Enfin, en matière de vaccination, l’histoire de la médecine a démontré que l’on ne pouvait se passer de certaines étapes et du temps qu’elles nécessitent. La précipitation avec laquelle ces vaccins à ARNm ont été autorisés, peut donc être sans hésitation considérée comme une imprudence grave. Ce qui ne signifie pas qu’il y aura obligatoirement des effets graves, mais que la prudence habituelle n’a pas été respectée.
La préparation des vaccins
La préparation d’un vaccin comporte trois étapes : la conception, la production et le test en laboratoire. Au cours de ces trois étapes d’élaboration, une difficulté morale peut survenir à cause du milieu dans lequel le vaccin est préparé.
Notons immédiatement que les vaccins contre les maladies transmises par des bactéries ne sont pas en cause. En effet, dans ce cas, le milieu de culture n’est qu’un ensemble de nutriments qu’utilise la bactérie pour se nourrir : glucose, eau, calcium, etc.

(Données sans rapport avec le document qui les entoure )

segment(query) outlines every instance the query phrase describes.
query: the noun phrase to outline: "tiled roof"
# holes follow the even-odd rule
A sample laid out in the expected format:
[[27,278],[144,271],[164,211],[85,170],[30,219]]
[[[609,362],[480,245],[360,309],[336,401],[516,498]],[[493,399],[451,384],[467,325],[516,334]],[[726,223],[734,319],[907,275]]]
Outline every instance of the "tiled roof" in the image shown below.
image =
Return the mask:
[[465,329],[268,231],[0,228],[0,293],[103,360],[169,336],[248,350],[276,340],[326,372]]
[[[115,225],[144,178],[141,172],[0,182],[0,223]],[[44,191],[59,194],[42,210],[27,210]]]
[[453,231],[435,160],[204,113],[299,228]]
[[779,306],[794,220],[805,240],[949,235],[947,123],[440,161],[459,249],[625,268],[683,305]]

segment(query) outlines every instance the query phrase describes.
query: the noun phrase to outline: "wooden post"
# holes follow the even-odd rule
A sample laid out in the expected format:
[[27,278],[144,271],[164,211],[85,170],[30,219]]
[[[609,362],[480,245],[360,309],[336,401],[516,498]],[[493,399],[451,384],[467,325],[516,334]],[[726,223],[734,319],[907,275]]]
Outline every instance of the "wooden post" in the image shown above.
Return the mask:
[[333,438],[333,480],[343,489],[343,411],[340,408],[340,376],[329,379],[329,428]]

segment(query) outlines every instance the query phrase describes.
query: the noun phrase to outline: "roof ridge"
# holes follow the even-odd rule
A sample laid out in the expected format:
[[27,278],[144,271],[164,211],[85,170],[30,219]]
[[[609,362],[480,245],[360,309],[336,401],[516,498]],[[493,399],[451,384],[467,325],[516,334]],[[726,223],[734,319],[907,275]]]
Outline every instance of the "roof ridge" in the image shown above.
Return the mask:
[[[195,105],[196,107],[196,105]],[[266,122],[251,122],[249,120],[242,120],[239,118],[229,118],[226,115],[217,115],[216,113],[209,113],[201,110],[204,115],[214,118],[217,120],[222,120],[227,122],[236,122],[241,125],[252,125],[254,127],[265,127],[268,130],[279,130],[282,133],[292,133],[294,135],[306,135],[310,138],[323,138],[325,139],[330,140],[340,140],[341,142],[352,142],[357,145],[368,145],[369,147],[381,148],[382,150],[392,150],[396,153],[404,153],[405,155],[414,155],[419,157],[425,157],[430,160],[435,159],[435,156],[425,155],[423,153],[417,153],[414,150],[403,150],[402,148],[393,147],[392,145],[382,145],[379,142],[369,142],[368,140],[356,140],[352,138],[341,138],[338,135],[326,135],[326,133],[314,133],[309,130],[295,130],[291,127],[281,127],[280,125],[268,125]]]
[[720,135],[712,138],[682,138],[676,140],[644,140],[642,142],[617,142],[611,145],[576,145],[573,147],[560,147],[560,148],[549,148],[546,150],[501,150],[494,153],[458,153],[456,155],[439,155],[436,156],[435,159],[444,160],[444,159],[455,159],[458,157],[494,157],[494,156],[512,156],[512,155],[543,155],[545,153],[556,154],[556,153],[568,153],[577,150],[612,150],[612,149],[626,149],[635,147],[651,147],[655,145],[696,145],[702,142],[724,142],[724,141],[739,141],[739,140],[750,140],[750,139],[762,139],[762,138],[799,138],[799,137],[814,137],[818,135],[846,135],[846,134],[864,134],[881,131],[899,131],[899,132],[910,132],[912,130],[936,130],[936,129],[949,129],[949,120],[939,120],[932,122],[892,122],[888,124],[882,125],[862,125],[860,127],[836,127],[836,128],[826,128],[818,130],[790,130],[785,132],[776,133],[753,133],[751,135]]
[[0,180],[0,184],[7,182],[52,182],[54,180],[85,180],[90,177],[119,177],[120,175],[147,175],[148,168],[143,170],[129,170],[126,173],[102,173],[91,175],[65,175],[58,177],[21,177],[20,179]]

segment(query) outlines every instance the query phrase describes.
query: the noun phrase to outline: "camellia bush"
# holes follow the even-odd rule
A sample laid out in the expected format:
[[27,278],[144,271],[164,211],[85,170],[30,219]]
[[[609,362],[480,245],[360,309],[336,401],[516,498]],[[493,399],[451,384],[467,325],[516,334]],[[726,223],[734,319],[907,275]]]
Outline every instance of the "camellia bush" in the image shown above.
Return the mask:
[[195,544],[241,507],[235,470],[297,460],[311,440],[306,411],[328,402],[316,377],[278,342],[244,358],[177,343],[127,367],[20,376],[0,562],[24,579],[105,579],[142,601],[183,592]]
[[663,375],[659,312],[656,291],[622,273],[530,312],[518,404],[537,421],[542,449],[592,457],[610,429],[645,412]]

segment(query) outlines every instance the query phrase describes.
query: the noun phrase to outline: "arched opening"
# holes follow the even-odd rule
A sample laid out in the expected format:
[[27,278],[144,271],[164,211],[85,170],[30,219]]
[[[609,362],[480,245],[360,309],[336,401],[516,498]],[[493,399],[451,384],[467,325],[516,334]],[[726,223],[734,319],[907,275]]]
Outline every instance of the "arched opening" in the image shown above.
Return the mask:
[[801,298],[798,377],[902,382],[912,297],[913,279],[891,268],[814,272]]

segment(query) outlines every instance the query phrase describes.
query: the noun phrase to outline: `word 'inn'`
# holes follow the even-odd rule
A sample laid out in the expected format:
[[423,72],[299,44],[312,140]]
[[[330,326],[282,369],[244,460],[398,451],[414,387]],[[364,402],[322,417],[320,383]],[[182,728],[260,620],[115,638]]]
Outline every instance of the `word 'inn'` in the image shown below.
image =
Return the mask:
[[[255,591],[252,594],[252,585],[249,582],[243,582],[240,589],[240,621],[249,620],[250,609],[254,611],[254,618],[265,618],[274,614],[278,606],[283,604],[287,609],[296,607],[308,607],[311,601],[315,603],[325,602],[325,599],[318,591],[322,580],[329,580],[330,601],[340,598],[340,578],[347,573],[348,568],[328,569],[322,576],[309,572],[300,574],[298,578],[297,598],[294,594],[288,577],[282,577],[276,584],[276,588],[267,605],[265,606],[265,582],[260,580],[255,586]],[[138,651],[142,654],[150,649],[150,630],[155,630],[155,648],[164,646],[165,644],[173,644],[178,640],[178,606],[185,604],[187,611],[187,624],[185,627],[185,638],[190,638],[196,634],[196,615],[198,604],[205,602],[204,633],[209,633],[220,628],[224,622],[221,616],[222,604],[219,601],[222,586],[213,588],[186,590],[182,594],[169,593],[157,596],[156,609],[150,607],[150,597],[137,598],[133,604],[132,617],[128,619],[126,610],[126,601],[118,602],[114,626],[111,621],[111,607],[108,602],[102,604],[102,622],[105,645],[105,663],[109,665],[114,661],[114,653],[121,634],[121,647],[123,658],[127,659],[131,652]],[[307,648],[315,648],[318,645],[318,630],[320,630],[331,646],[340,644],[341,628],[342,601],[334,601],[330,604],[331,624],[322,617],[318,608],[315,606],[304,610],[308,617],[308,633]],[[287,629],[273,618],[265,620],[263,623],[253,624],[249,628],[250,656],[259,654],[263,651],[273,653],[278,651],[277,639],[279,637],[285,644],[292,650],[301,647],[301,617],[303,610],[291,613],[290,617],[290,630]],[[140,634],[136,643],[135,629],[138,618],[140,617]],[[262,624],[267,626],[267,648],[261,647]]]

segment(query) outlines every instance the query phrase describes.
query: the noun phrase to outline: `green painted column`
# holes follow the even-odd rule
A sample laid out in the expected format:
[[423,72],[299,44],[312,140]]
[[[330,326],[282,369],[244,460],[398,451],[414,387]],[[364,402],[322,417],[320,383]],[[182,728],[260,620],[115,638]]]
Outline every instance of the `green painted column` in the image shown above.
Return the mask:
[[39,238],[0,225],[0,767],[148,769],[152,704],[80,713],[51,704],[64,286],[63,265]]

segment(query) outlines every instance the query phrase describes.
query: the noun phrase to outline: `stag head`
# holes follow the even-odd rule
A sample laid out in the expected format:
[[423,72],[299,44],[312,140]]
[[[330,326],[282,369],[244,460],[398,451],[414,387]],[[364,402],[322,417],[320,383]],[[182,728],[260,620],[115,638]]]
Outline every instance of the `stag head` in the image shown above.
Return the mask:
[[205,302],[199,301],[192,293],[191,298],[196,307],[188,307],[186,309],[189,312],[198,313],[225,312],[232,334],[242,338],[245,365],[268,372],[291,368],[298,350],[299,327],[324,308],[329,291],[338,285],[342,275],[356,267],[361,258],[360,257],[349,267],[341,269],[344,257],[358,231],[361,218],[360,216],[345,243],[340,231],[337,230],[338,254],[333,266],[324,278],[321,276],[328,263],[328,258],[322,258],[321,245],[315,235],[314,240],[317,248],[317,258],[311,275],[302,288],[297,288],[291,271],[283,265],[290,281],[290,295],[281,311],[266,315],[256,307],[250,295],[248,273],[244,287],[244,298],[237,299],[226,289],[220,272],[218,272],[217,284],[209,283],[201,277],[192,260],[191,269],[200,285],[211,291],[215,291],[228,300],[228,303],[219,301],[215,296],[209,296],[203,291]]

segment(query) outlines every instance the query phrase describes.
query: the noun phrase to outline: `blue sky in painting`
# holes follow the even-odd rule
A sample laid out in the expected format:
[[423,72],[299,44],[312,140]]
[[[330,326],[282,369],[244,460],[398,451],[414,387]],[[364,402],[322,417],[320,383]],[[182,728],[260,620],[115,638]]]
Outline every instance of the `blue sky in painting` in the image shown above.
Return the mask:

Dans le cas des vaccins viraux, la difficulté est la suivante : chacune des trois étapes de leur préparation peut requérir une culture de virus, nécessitant un milieu composé de cellules vivantes. Dans le cas particulier des vaccins synthétiques, c’est le cas seulement pour la phase de test.
Or, les virologues utilisent trois types de cellules : des cellules issues d’organes humains ou animaux ; des lignéesUne lignée de cellules ou lignée cellulaire est une population homogène de cellules, stables après des mitoses (divisions) successives, et ayant en théorie une capacité illimitée de division. continues qui sont souvent d’origine cancéreuse et se multiplient presqu’indéfiniment ; et des cellules embryonnaires humaines, qui se multiplient également très longtemps.
Les lignées embryonnaires humaines
Parmi ces dernières, il existe actuellement au moins trois lignées qui sont issues d’un avortement : la lignée HEK-293, issue d’un fœtus avorté en 1972 aux Pays-Bas, la lignée MRC-5, issue d’un fœtus avorté en 1966 en Angleterre, et la lignée Per.C6, issue d’un fœtus avorté aux Pays-Bas en 1985.
L’utilisation de cellules issues de fœtus avortés pour produire des vaccins a donc cours depuis les années 60, et a déjà permis l’élaboration de différents vaccins, comme ceux qui préviennent la rubéole, la varicelle, l’hépatite A et le zona.
Dans le cadre du développement de vaccins contre le Covid-19, ces cellules sont utilisées pour produire soit des vecteurs viraux (adénovirus), qui transporteront l’agent vaccinal, soit la protéine du spicule du coronavirus, qui provoquera une réponse immunitaire.
Les laboratoires pharmaceutiques préfèrent, malheureusement, utiliser des cellules issues de fœtus plutôt que des cellules adultes, qui vieillissent plus vite et cessent de se diviser. Les cellules fœtales sont aussi moins susceptibles d’être contaminées par des virus ou des bactéries, ou d’avoir subi des mutations génétiques.
Problèmes moraux posés par l’utilisation de lignées issues de fœtus avortés
La question est de savoir si l’on peut, ou même dans certains cas, si l’on est tenu d’employer un vaccin qui aurait été cultivé sur des cellules issues d’avortement ?
Le crime de l’avortement est si abominable et si répandu aujourd’hui, qu’au premier abord, cette question peut paraître inutile ; spontanément, le catholique répond : non.
En réalité, le problème peut s’avérer extrêmement délicat, car il arrive que, dans certaines circonstances bien particulières, on puisse être confronté à des devoirs si graves, que cela entraîne de véritables cas de conscience. Dans ces dilemmes redoutables, l’appui de la théologie morale s’avère indispensable pour examiner la situation de façon approfondie, et discerner le bien à accomplir.
Remarques préliminaires
Il est nécessaire de remarquer que les cellules fœtales ne sont pas injectées avec le vaccin, comme certains le croient : elles servent seulement à la culture des virus, et sont d’ailleurs détruites par les virus, comme le sont les cellules infectées chez un malade. Cela ne change d’ailleurs rien au problème moral.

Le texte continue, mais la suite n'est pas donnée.